Sven von Zeraphine und die Insel des vorigen Tages

In dieser Woche räumen wir mit dem Vorurteil auf, dass Gothic Rocker nur blutrünstige Vampirromane lesen. Sven Friedrich – Sänger von Zeraphine, einer der erfolgreichsten Gothic-Bands Deutschlands, hat uns tief in seine Leserseele blicken lassen und wir haben dabei wenig Düsteres erkennen können, eher eine Vorliebe für geschichtsträchtige Belletristik…

 

Wie viele Bücher besitzt du?

Alles in allem so ca. 350 – 400, aber da sind auch einige Fachbücher dabei.

 

Welches Buch hat dein Leben verändert?

Ich glaube, kein Buch hat tatsächlich mein Leben verändert. Zumindest nicht so gravierend, dass ich nach dem Lesen ein anderer Mensch gewesen wäre. Aber es gab einige Bücher, die zumindest meine Sicht auf bestimmte Dinge verändert haben. So zum Beispiel „Die gute Stadt Paris“ von Robert Merle, übrigens auch eines meiner Lieblingsbücher. Ich stamme aus einem sehr unreligiösen Haus und war nie sonderlich interessiert an der Geschichte der Kirche. Dieses Buch hat das verändert, da es einen sehr intimen Einblick in den Konflikt zwischen Katholiken und Hugenotten im Frankreich des 16. Jahrhunderts gibt.
Andere Bücher haben mich dazu ermutigt, meinen Horizont zu erweitern und auch sehr ungewöhnliche oder surreale Szenarien zuzulassen. Bzw. nicht alles, woran man gewöhnt ist, als gegeben hinzunehmen. Hier will ich als Beispiel „Vaterland“ von Robert Harris anführen. Eigentlich eine Art Thriller, der in den 1960er Jahren spielt, allerdings vor dem Hintergrund, dass das Naziregime den 2. Weltkrieg gewonnen hat.

 

Was ist dein absolutes Lieblingsbuch?

Da kommen wir zu meinem Problem… Ich kann mich nie entscheiden. Ich hab mehrere. Neben den beiden gerade genannten noch E.M. Remarque „Der Funke Leben“, von Merle außerdem noch „Fortune de France“, „In unseren grünen Jahren“ und „Der Tod ist mein Beruf“ … Ich könnte noch eine Weile so weitermachen …

 

Wer ist dein Lieblingsschriftsteller und warum?

Hab ich tatsächlich nicht, denn ich hab bisher noch keinen Schriftsteller gefunden, von dem ich ausnahmslos alles gut finde.
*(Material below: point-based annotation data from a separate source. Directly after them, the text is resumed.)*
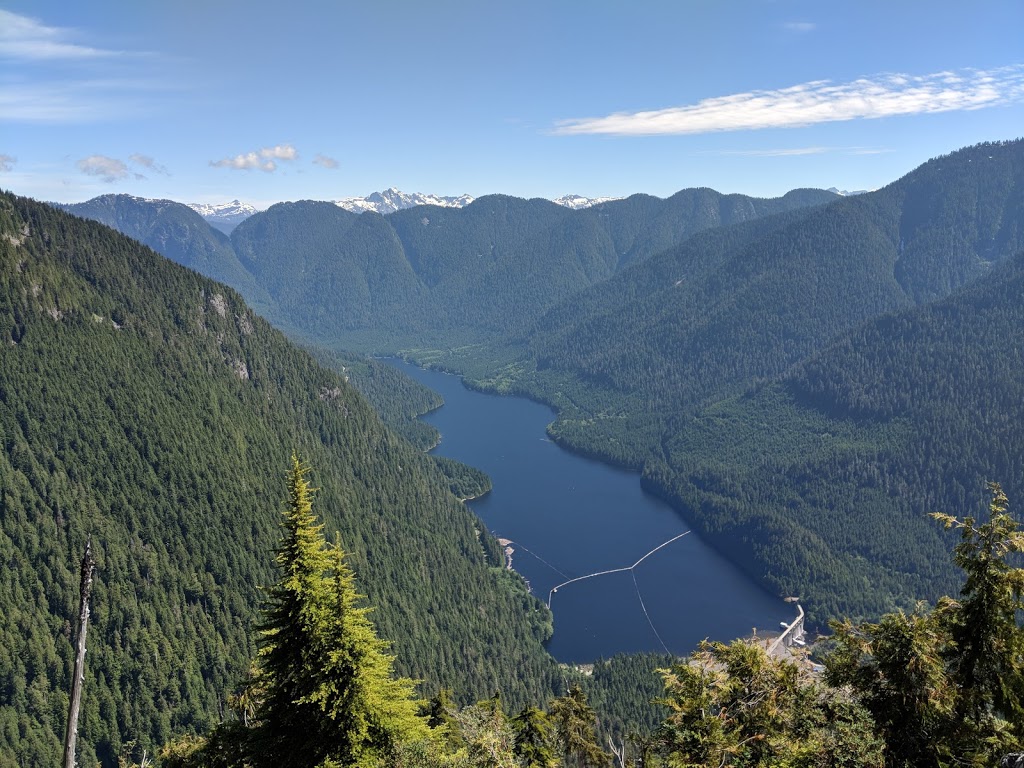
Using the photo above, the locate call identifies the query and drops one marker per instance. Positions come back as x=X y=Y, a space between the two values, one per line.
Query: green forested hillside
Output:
x=150 y=408
x=817 y=485
x=179 y=233
x=428 y=275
Nah dran am Lieblingsautor sind Umberto Eco, Robert Merle und Remarque.

 

Was liest du gerade?

„Never enough“ von Jeff Apter, eine sehr gut geschriebene Biografie der Band „The Cure“.

 

Wonach wählst du ein Buch aus (Cover, Empfehlung etc.)?
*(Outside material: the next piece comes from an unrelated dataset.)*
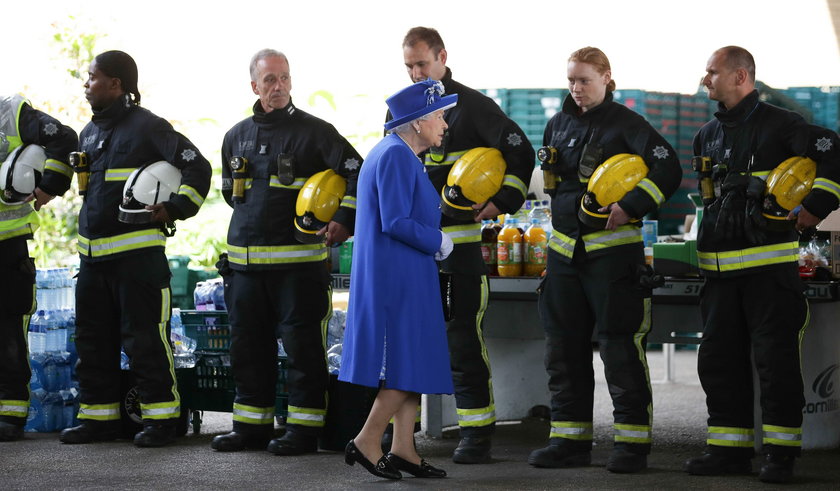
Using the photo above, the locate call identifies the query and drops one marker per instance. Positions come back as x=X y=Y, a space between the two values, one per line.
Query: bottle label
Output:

Manchmal auf Empfehlung (so bin ich u.a. auf „Das Parfum“ gestoßen), wenn ich nur Lust auf ein neues Buch habe, gehe ich im Buchladen an den Bestseller- Tischen vorbei und schau mir in den Regalen die Titel an. Irgendwas spricht mich da meist an. Wenn dann noch der Kurzinhalt passt, ist es gekauft.

 

Welches Buch hast du mehr als 1 Mal gelesen?

Ich bin nicht der Mehrfach- Leser, aber Ecos „Die Insel des vorigen Tages“ hab ich mehrmals gelesen.

 

Inwiefern war das zweite Lesen anders?

Naja, ich habs beim zweiten Mal besser verstanden. Ich fand das Buch wirklich toll, aber ich bin ständig rausgekommen. Beim 2. Mal ging es dann deutlich besser und es erschien mir alles logischer.

 

An welchem Buch bist du kläglich gescheitert und warum?
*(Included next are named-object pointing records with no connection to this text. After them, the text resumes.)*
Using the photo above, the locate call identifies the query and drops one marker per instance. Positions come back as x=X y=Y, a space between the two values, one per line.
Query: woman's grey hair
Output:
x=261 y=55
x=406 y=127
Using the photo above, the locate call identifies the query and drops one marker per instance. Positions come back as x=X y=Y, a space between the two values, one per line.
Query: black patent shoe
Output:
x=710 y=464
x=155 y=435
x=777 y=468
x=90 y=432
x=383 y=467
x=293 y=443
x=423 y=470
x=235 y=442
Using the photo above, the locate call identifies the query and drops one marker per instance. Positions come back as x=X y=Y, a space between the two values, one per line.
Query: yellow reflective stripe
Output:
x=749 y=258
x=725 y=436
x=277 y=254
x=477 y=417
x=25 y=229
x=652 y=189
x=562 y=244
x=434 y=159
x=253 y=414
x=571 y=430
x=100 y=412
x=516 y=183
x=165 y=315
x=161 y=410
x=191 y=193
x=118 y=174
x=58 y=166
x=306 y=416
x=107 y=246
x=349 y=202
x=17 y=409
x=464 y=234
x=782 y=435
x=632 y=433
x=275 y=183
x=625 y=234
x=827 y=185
„Exodus“ von Leon Uris. Eigentlich ein spannendes Thema, es geht um die Entstehung des Staates Israel, aber ich bin permanent eingeschlafen. Ich glaube, ich bin bis zur 150. Seite gekommen und hab ewig dafür gebraucht, spätestens nach 15 Seiten hab ich geschlafen. Jedes Mal. Und eigentlich kann ich nicht einschlafen, während ich lese… Das war mir einfach zu zäh.

 

Wenn du die Augen schließt – Welche Buch-Szene kommt dir in den Sinn?

Meistens eine aus dem Buch, das ich gerade lese. Da das nun eher ein Sachbuch ist, höre ich eher Musik von den frühen „The Cure“, wenn ich die Augen schließe. Da ich mich nun aber gerade wieder etwas meinem Bücherregal gewidmet habe, die unglaubliche Beschreibung der Bartholomäusnacht aus Merles „Die gute Stadt Paris”.